Founded in 2012, ByteDance's mission is to inspire creativity and enrich life. With a suite of more than a dozen products, including TikTok, Lemon8, CapCut and Pico as well as platforms specific to the China market, including Toutiao, Douyin, and Xigua, ByteDance has made it easier and more fun for people to connect with, consume, and create content.

Inspiring creativity is at the core of ByteDance's mission. Our innovative products are built to help people authentically express themselves, discover and connect – and our global, diverse teams make that possible. Together, we create value for our communities, inspire creativity and enrich life - a mission we work towards every day.
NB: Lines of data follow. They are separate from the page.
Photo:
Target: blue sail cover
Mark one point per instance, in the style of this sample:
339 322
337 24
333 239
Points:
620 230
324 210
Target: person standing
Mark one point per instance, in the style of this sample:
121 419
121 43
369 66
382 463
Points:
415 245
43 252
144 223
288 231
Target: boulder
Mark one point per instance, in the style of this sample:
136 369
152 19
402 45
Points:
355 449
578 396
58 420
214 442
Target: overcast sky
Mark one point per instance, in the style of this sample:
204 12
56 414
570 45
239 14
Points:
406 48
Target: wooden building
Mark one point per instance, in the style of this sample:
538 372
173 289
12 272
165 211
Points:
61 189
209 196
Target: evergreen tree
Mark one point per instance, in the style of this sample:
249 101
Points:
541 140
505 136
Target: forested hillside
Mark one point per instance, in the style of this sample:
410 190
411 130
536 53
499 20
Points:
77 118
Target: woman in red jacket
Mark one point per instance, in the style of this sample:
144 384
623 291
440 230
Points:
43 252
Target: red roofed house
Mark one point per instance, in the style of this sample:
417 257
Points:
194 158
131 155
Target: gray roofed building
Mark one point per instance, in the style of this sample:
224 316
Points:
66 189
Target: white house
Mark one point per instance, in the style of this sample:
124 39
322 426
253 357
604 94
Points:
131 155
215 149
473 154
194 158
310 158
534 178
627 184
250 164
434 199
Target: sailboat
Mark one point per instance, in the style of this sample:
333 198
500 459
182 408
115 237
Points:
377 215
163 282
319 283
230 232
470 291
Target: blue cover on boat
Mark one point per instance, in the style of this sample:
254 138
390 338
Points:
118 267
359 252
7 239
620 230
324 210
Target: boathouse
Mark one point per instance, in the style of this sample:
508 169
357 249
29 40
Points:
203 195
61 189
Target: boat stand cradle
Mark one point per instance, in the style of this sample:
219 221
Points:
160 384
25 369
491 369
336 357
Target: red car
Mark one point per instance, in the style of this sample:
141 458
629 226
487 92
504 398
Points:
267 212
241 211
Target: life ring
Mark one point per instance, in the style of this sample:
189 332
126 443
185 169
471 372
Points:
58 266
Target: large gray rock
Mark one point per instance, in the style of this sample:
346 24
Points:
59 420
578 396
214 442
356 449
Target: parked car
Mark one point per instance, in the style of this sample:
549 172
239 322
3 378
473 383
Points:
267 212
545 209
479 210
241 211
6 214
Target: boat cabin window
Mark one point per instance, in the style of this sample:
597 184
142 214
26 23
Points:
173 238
As ByteDancers, we strive to do great things with great people. We lead with curiosity, humility, and a desire to make impact in a rapidly growing tech company. By constantly iterating and fostering an "Always Day 1" mindset, we achieve meaningful breakthroughs for ourselves, our Company, and our users. When we create and grow together, the possibilities are limitless. Join us.

ByteDance is committed to creating an inclusive space where employees are valued for their skills, experiences, and unique perspectives. Our platform connects people from across the globe and so does our workplace. At ByteDance, our mission is to inspire creativity and enrich life. To achieve that goal, we are committed to celebrating our diverse voices and to creating an environment that reflects the many communities we reach. We are passionate about this and hope you are too.
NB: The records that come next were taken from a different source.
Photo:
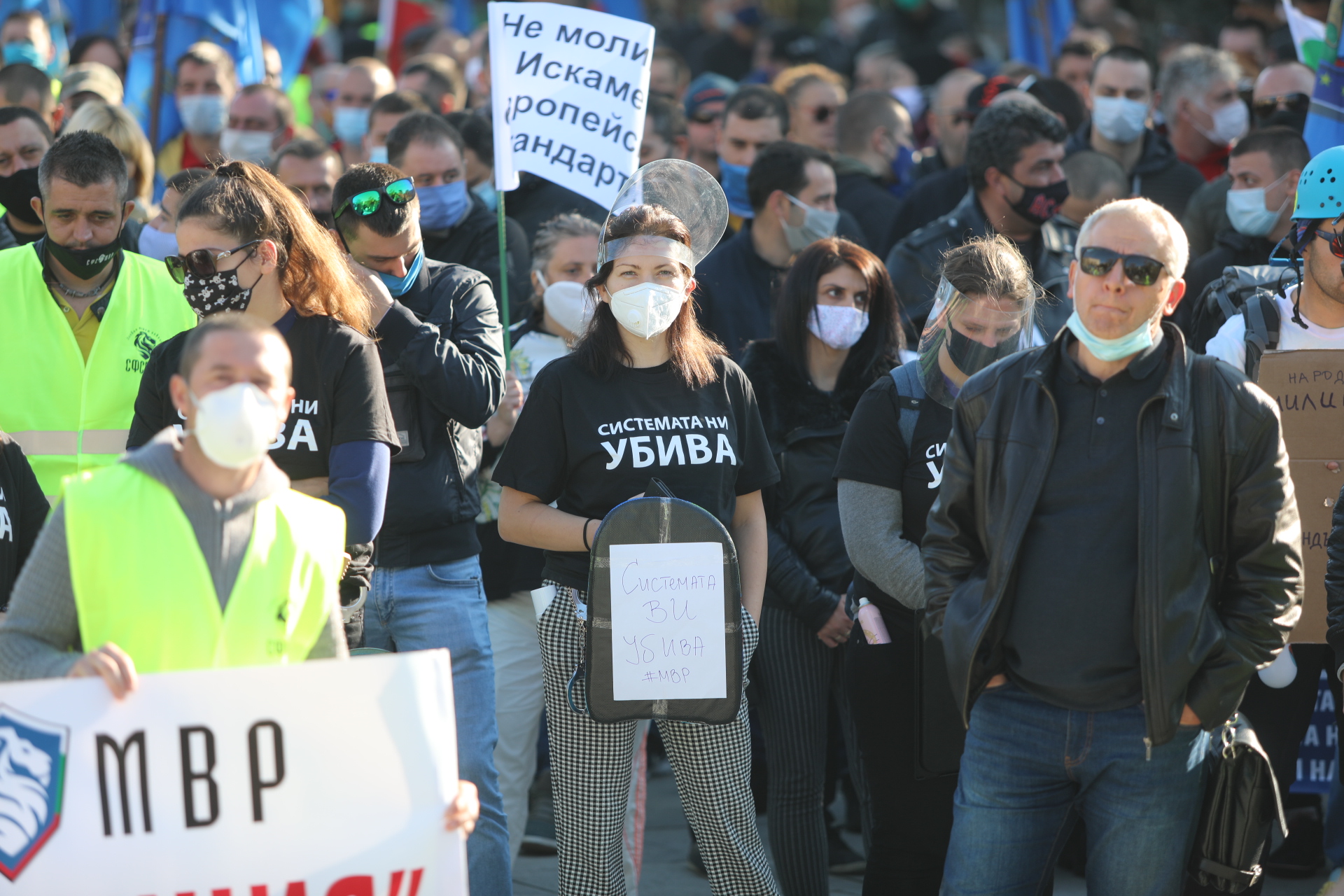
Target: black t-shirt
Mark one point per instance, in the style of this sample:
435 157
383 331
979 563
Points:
589 444
875 453
23 510
339 394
As part of ByteDance's Security Department, Security BP team is not only responsible for the security and risk management of the Monetization business, but also plays an important role in connecting and building trust between the business and security team. Leveraging on various capabilities provided by the Security Department, we ensure the business and customer data are secured by providing high-quality services to the Monetization business, such as platform security, product security, business security and compliance governance.

• Provide security engineering support to product teams to help identify potential security flaws in the early stages of SDLC.
• Continuously design and conduct penetration testing to determine if infrastructure components, systems and applications meet security standards in the staging/production environment.
• Discover security issues that appear under new threat scenarios, support incident response, forensics, remediation in a cross-functional environment driving towards incident resolution.
• Collaborate closely with other parts of the security team and product teams to design defense-in-depth controls that limit attackers' ability and improve our security postures.
• To identify risks and actively take ownership to resolve any potential security project issues.
• Continuously conduct security research and strive to innovate.
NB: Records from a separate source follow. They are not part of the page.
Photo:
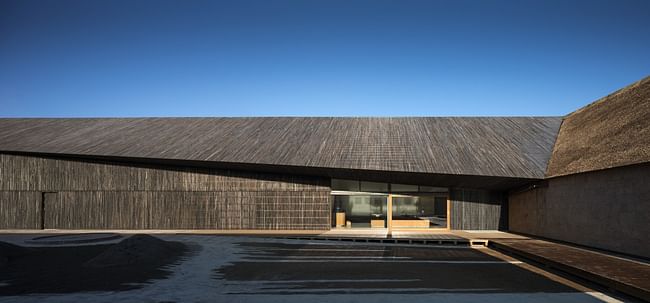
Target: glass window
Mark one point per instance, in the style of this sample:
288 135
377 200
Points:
374 187
359 211
340 184
420 211
403 188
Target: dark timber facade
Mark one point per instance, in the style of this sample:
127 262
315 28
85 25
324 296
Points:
534 175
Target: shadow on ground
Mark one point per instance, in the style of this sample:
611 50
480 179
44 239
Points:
129 264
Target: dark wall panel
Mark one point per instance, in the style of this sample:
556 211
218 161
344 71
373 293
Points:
474 209
606 209
20 210
91 195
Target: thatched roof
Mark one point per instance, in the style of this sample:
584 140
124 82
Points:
613 131
506 147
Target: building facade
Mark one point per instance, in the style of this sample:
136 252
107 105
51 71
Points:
577 178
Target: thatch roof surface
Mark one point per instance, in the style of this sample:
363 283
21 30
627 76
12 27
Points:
613 131
495 146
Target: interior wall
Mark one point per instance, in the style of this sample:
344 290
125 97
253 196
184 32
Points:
87 195
607 209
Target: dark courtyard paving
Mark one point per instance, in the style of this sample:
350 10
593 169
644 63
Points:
276 268
256 269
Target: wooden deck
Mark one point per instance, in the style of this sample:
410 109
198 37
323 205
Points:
627 276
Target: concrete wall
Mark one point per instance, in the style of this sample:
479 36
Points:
607 209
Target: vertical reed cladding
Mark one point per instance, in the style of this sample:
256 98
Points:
476 209
93 195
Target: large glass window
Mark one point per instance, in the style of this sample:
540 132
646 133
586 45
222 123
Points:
358 203
359 211
419 211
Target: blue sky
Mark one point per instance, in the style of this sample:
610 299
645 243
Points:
316 58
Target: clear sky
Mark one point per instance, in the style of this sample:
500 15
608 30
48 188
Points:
130 58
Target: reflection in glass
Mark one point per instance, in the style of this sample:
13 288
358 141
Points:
420 211
359 211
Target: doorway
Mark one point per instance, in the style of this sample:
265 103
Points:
359 210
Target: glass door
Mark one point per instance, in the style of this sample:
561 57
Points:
359 210
419 211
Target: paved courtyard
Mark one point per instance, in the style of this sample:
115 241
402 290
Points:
250 269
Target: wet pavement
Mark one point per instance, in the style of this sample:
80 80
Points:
257 269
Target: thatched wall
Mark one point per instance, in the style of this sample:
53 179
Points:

• Background in Computer Science, Computer Engineering, Information Systems or other STEM disciplines.
• Strong knowledge in some of these various disciplines: web application security, mobile app security, cloud security and thick client security.
• Solid experience in writing and reviewing code in at least one of the following programming languages: JavaScript (Node JS), Go, Python, Java, C++, Rust.
• Good project management skills and focused teamwork.

• Experience in independent supporting the application security of a business line
• CTF players, BugBounty experience with reputable statistics in HackerOne, BugCrowd etc.